Method

Our method comprises two tightly coupled components: a video indexing stage that incrementally constructs temporally evolving scene graphs from video frames, and a video question answering (VQA) stage that performs graph-based retrieval and reasoning over the resulting indexed scene graphs.

1. Video Indexing: Frame-Level Scene Graphs with Temporal Deltas

Scene Graph Definition

We adopt a scene graph representation tailored for temporal indexing.

  • Entity format: (entity_name | entity_type | description)
  • Relationship format: (source | target | description)

Video Indexing Pipeline

Overview of our video indexing pipeline. For each frame, the LLM takes the current image together with the previous frame’s scene graph as input and predicts the scene graph differences. These differences are then accumulated with the previous scene graph to produce the current frame’s scene graph.

Frame-wise graph generation

  • Sample video frames at 1 FPS.
  • Use GPT-4o-mini to extract scene graph information for each frame.
  • Condition extraction on both the current frame image and the previous frame’s scene graph.

Temporal delta extraction

  • Output only differences from the previous frame:
    • newly appeared or disappeared entities and relationships
    • updated descriptions of existing entities or relationships
  • Avoid redundant storage by capturing only meaningful changes.

Scene graph accumulation

  • Merge predicted deltas with the previous frame’s scene graph.
  • Produce the current frame’s complete scene graph while maintaining temporal continuity.

Background object handling

  • List visible objects whose states remain unchanged as background objects.
  • Include only object names without descriptions or relationships to reduce redundancy.

Prompt design for video indexing

  • List all other visible but inactive objects as background.
  • Instruct the model to output only entities and relationships whose presence or description differs from the previous frame.
  • Include concise evidence from the current frame for changed elements.
The prompt used in Video Indexing.

2. Video Question Answering: GraphRAG-Inspired Community Summaries and DRIFT Search

Temporal community construction

  • Cluster frame-level scene graphs into temporal communities to support long-range reasoning.
  • Apply change-point detection with ruptures on node-level temporal sequences.
  • Identify shifts in entity activity or graph structure.
  • Use detected change points to segment the video into coherent temporal intervals.

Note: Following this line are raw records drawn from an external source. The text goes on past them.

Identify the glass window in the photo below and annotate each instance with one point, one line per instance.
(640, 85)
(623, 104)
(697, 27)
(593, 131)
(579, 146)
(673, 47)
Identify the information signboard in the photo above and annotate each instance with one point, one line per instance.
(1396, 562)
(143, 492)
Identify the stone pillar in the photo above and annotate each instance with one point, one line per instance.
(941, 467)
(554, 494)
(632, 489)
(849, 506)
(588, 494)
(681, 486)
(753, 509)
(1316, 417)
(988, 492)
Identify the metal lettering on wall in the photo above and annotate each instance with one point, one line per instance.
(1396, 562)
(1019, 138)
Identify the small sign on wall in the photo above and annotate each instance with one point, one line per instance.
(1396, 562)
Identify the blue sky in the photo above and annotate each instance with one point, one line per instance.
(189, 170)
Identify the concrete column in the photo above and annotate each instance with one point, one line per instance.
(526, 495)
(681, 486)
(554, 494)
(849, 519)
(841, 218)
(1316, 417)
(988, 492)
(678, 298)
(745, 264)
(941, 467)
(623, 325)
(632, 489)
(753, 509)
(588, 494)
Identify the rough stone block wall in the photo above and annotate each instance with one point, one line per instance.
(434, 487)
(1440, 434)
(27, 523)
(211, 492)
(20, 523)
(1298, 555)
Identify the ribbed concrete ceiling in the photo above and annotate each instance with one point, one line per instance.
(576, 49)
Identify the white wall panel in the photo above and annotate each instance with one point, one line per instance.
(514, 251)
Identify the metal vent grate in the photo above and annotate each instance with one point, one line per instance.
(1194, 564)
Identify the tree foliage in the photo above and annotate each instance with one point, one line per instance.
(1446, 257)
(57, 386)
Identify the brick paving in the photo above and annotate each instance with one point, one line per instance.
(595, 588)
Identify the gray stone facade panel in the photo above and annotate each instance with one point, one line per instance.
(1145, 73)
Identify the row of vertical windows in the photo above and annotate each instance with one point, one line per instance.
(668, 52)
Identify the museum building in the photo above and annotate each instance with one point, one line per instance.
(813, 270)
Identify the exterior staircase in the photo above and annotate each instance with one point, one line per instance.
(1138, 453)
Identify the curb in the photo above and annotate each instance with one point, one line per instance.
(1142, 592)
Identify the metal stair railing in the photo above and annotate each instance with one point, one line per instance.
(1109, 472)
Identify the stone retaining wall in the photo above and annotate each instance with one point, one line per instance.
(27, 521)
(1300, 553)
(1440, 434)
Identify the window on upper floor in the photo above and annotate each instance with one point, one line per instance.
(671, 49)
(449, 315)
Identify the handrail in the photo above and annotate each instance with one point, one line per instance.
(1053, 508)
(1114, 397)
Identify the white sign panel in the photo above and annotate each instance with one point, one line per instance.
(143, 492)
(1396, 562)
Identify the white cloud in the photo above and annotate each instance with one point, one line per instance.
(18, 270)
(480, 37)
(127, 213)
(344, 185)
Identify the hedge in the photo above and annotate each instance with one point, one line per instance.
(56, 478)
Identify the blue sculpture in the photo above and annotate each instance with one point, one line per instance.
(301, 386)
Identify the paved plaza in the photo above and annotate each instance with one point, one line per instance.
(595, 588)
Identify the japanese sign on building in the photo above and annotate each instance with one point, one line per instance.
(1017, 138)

Multi-scale community summaries

  • Generate hierarchical summaries for each temporal community inspired by GraphRAG.
  • Capture salient entities and key interactions within each community.
  • Preserve higher-level contextual information across longer temporal spans.
  • Enable efficient retrieval at multiple levels of abstraction.

Question answering with DRIFT search

  • Match the input question against community-level summaries.
  • Retrieve the top-K most relevant temporal communities.
  • Generate an initial answer and follow-up queries conditioned on retrieved summaries.
  • Perform localized search within corresponding frame-level scene graphs and temporal deltas.
  • Synthesize the final answer from evidence gathered across multiple temporal scales.
GraphRAG organizes graphs without explicit temporal structure, relying on top-down community segmentation and bottom-up summaries
THSG explicitly models temporal structure, performs bottom-up segmentation based on temporal changes, and generates bottom-up temporal summaries that reflect the evolution of scene graphs over time.